In this New Hanover County case, defendant appealed his conviction for soliciting a child by computer, arguing error in denying his motion to dismiss for insufficient evidence. The Court of Appeals found no error. 

In 2019, defendant began communicating with a fifteen-year-old girl online. Defendant was aware of her age, but still messaged her regarding sexual activity, and on at least four occasions the girl went to defendant’s house. During these visits, defendant groped and kissed the girl. The FBI received a tip regarding defendant’s behavior and observed a conversation in August of 2019 where defendant messaged the girl on snapchat. Defendant was indicted on several charges related to his contact with the fifteen-year-old, but during the trial moved to dismiss only the charge of soliciting a child by computer. After being convicted of indecent liberties with a child and several over related offenses, defendant appealed the sufficiency of the evidence regarding the soliciting a child by computer charge alone.

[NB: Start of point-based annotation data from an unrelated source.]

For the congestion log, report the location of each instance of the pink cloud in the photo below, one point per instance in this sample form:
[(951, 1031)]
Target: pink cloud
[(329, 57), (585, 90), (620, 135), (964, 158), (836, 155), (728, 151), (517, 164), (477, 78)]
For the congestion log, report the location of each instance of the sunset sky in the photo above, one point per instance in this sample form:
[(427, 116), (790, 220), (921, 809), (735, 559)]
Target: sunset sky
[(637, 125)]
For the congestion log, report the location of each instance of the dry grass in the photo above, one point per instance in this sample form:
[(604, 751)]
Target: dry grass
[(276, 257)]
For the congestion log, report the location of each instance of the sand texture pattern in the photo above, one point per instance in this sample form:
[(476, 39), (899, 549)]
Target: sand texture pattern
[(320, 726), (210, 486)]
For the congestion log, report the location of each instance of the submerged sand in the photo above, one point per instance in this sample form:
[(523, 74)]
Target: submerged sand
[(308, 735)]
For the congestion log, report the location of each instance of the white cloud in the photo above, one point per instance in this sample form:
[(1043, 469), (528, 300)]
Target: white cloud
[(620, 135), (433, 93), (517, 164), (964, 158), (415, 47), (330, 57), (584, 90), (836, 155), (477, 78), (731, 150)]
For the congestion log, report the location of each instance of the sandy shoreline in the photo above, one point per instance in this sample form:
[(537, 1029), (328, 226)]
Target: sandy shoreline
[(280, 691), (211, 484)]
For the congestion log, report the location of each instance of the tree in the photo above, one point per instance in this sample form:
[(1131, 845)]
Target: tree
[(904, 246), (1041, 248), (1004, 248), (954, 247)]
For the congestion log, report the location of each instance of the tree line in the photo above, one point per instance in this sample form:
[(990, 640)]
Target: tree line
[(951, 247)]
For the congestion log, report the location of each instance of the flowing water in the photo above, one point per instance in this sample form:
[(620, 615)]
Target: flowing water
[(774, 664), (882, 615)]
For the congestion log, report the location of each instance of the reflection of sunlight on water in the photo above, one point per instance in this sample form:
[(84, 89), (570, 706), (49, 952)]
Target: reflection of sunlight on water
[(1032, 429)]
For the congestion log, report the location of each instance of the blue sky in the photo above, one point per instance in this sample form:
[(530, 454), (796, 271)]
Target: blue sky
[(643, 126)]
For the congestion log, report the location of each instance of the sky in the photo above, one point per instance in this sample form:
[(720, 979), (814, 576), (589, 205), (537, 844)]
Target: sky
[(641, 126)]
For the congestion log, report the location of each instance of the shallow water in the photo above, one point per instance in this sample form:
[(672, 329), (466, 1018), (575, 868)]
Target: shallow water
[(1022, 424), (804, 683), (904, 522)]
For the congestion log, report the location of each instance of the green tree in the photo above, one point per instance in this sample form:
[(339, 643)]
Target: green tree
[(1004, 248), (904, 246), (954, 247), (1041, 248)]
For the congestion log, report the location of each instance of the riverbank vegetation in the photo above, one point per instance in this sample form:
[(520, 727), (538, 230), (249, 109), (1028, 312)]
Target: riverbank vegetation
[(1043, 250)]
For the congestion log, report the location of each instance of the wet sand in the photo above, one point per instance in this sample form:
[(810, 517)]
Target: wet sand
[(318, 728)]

Defendant argued that the evidence for soliciting a child by computer was insufficient because the snapchat messages from August of 2019 did not arrange a plan or show a request to meet in person before the fifteen-year-old’s sixteenth birthday. Defendant argued that this evidence failed to prove he intended to “commit an unlawful sex act” as required by G.S. 14-202.3(a). Slip Op. at 4-5. The Court of Appeals disagreed, explaining that although there was no explicit plan to meet in the snapchat messages, defendant’s intent could be inferred from the content of the messages and his previous conduct with the girl when she came to his house. Because defendant’s intent could be inferred regarding the necessary sex act, the court found no error when dismissing defendant’s motion. 

The defendant advised or enticed an officer posing as a child to meet the defendant, on the facts presented. The court noted that since the terms advise and entice were not defined by the statute, the General Assembly is presumed to have used the words to convey their natural and ordinary meaning.